Always Dreaming remains among one of several Pletcher-trained horses under consideration for the Grade 1 Travers August 26 along with Grade 1 Belmont Stakes winner Tapwrit, who is training up to the race; Patch, third in the Belmont and running next in the Grade 3 West Virginia Derby August 5; and Outplay, impressive winner of the 1 1/8-mile Curlin July 28 at Saratoga.
“We have some decisions to make and plenty of time to figure it out and see how they’re training,” Pletcher said. “Hopefully we have the same problem four weeks from now.”
The Grade 1, $ 500,000 H. Allen Jerkens Memorial on the Travers Day undercard is possible for the undefeated Coal Front, a front-running 1 ½-length winner of the Grade 2 Amsterdam on Saturday in just his third career start and stakes debut.
“We’ve always been impressed by the horse. He’s always trained very well,” Pletcher said. “His first two starts we thought were pretty impressive so we were happy to see his performance but I can’t say we were surprised by it.
“The Allen Jerkens would certainly be a consideration but we’ve also talked about possibly stretching him out at some point,” he added. “We’ll monitor how he’s training after this race and see what makes the most sense for his next start.”
Pletcher said Keen Ice remains on target for the Grade 1, $ 1.2 million Whitney August 5. An upset winner of the Grade 2 Suburban July 8 at Belmont Park in his last start, the 5-year-old son of Hall of Famer Curlin worked a half-mile in 49.09 seconds over Saratoga’s main track Saturday morning.

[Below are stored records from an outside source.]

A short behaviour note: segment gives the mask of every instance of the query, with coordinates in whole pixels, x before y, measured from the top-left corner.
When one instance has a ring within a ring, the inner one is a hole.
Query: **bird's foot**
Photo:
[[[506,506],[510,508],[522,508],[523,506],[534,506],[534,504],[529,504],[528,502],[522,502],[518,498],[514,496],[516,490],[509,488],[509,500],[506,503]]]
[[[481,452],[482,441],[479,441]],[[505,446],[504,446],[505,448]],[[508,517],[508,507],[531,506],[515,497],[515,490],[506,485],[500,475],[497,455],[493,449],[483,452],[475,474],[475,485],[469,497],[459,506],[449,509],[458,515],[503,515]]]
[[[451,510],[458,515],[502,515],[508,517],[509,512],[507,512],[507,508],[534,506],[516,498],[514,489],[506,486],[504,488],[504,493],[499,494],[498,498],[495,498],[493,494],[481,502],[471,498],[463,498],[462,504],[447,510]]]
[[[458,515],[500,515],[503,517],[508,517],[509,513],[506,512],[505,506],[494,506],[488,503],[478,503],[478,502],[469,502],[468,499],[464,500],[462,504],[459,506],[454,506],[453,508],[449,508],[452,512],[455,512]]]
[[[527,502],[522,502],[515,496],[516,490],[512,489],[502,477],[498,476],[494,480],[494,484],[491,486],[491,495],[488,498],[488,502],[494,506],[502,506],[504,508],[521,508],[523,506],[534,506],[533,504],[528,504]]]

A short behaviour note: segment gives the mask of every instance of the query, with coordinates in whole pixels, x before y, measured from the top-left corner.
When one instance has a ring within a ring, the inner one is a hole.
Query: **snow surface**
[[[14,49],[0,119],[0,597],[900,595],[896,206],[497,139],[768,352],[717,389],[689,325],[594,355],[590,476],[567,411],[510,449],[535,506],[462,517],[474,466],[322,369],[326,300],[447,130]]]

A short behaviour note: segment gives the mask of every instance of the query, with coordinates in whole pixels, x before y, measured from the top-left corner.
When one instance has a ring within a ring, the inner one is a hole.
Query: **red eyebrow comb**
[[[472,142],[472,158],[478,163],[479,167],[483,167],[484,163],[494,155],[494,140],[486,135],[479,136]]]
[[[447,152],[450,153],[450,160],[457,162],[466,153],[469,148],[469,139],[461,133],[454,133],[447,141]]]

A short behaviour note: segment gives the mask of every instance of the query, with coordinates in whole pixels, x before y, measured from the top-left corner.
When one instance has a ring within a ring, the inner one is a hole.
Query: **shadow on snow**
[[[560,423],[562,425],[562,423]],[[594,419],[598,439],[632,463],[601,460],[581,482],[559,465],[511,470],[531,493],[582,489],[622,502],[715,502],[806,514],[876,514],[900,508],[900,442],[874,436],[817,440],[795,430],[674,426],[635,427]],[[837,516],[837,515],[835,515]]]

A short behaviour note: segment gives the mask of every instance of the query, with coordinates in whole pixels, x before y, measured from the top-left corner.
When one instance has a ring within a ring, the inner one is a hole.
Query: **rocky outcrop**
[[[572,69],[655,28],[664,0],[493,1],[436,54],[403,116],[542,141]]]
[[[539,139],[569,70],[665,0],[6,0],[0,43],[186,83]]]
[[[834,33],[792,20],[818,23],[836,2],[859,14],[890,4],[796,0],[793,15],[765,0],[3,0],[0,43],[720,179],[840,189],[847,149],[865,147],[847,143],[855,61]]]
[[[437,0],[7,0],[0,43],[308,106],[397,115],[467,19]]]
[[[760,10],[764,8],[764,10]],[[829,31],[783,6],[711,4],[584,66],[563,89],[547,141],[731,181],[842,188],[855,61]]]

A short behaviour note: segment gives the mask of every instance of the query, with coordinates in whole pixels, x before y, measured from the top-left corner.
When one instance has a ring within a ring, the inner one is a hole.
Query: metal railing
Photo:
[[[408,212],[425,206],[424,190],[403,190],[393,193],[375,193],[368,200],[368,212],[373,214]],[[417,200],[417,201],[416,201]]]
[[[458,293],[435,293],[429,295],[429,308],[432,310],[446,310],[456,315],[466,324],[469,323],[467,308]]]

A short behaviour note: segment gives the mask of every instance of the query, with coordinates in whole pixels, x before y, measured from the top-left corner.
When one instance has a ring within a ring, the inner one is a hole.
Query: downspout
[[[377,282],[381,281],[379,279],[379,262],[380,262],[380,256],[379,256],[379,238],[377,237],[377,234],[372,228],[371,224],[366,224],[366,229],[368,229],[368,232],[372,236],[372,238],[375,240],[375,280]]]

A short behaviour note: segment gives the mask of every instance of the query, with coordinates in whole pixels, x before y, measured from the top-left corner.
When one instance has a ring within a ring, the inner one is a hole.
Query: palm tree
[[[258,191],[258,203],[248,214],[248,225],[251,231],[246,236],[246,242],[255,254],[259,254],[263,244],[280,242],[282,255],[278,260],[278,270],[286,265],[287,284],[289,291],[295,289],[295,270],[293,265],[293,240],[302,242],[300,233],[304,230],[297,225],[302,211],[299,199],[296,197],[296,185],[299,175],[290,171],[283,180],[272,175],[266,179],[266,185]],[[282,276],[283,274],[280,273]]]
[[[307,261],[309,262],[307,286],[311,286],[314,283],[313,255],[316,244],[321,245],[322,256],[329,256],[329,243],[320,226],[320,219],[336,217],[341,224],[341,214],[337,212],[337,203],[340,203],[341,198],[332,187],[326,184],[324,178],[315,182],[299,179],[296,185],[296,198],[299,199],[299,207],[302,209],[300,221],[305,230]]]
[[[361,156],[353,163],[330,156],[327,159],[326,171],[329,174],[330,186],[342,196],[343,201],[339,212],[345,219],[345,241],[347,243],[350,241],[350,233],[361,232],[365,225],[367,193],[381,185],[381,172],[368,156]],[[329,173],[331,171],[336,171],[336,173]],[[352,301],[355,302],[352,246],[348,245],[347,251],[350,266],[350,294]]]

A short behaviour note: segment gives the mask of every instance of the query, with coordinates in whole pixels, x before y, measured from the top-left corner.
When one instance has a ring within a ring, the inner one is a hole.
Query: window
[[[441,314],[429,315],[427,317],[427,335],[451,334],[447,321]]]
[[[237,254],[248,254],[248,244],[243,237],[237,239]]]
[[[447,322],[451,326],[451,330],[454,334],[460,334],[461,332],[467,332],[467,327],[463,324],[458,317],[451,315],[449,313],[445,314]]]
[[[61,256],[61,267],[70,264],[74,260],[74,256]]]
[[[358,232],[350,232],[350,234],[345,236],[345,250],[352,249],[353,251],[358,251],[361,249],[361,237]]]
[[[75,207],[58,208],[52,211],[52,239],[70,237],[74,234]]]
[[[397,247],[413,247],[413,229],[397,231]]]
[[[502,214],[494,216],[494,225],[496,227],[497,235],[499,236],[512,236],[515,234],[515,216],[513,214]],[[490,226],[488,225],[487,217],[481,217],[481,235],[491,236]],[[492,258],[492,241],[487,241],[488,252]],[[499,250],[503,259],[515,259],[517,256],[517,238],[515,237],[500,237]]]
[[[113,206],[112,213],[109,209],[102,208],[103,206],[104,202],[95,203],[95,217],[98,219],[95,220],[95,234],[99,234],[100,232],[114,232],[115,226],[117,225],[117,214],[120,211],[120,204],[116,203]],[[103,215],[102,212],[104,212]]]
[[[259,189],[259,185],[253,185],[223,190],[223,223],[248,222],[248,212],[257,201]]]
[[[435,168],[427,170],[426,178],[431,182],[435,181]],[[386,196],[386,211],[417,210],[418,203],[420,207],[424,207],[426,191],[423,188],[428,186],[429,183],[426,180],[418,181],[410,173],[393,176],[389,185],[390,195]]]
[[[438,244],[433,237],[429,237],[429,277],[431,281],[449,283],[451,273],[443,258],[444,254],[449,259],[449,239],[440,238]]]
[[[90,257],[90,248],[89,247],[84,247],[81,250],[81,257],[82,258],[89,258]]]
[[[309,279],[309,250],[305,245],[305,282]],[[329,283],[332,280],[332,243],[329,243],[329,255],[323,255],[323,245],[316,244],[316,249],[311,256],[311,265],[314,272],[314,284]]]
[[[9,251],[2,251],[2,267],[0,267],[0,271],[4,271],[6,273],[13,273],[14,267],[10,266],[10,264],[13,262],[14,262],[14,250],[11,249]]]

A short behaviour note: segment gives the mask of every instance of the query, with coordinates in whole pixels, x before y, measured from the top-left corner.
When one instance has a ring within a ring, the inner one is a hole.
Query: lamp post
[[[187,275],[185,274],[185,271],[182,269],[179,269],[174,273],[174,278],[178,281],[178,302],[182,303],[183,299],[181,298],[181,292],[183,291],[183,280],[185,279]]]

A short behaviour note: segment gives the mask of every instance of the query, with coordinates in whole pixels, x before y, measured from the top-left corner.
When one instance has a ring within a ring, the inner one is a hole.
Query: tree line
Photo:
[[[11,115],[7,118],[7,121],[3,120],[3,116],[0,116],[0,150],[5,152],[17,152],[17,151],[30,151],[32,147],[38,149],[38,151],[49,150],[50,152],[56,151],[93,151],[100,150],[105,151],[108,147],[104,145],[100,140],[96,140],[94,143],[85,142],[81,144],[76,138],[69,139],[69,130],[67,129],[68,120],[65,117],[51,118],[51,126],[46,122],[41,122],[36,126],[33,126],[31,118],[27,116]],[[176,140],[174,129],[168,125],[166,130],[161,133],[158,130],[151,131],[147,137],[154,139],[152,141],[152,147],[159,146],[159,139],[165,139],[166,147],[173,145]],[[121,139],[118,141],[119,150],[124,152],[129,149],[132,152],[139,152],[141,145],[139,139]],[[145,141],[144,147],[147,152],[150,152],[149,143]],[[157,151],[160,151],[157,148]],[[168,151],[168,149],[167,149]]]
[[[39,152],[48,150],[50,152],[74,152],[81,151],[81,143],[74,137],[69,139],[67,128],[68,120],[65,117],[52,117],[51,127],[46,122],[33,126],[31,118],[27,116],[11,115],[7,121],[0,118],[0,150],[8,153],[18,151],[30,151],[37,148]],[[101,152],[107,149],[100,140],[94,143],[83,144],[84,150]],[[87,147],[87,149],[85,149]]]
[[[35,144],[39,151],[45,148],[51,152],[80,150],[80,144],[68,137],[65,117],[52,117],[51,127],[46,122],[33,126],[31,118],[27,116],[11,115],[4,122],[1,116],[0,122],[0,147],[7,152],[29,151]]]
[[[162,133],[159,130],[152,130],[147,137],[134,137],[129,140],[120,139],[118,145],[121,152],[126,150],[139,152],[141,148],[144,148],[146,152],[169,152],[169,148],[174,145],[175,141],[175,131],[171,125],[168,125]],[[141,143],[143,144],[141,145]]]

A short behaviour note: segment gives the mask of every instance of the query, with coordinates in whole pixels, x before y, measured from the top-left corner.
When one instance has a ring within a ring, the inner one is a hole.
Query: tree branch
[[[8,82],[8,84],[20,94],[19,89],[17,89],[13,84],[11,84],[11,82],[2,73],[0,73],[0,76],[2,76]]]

“He came out the work excellent,” he said. “He’s ready to go.”
Mossarosa’s Giuseppe the Great was a little tired but in his usual playful, biting mood on Sunday morning following his closing second-place finish in the Grade 2 Jim Dandy. Hall of Fame trainer Nick Zito was also in a good mood, but had mixed emotions following morning training.
“This is like a bitter thing,” Zito said. “I asked God to forgive me this morning because you’ve got to be elated to have a wonderful horse like this, and have the chance to go forward. Then I looked it over, and I said well how many times can you beat a Derby winner a Preakness winner, some horse from California and not win the race with a five-horse field. It shows you that racing is unbelievable. You have to beat them home, right or wrong?”
The colt by Lookin At Lucky ran in his third graded race, finishing fourth in the Grade 3 Dwyer after his second-place finish in the Grade 2 Woody Stephens. Now he has the chance to run in the famed Mid-Summer Derby on August 26.
“You know, he ran second, but I think if Always Dreaming won or Cloud Computing? That’s what shows me my theory is right. If you don’t run you can’t lose, if you’re not in it you can’t win it,” Zito said. “The only thing I was a little concerned with is that I removed the blinkers, but it didn’t matter. He was consistent, and the reason I did that was he was keen leaving the gate. [Jockey] Luis [Saez] did a great job. He left the gate he was keen. Then he put him behind horses, but he could’ve went up forward, so I was happy. One thing is he’s a fighter. He will run. He will get the distance. He’ll get the mile and a quarter. If he has a couple of great weeks, he’s in the Travers. Period.
“He’s a very intriguing horse,” he added. “[He’s run] six, six and a half, seven eights, a mile, now a mile and an eighth. He’s just improving with everything you do. He’s very consistent. If you say you’re going to be second in the Travers, where do we sign, right?”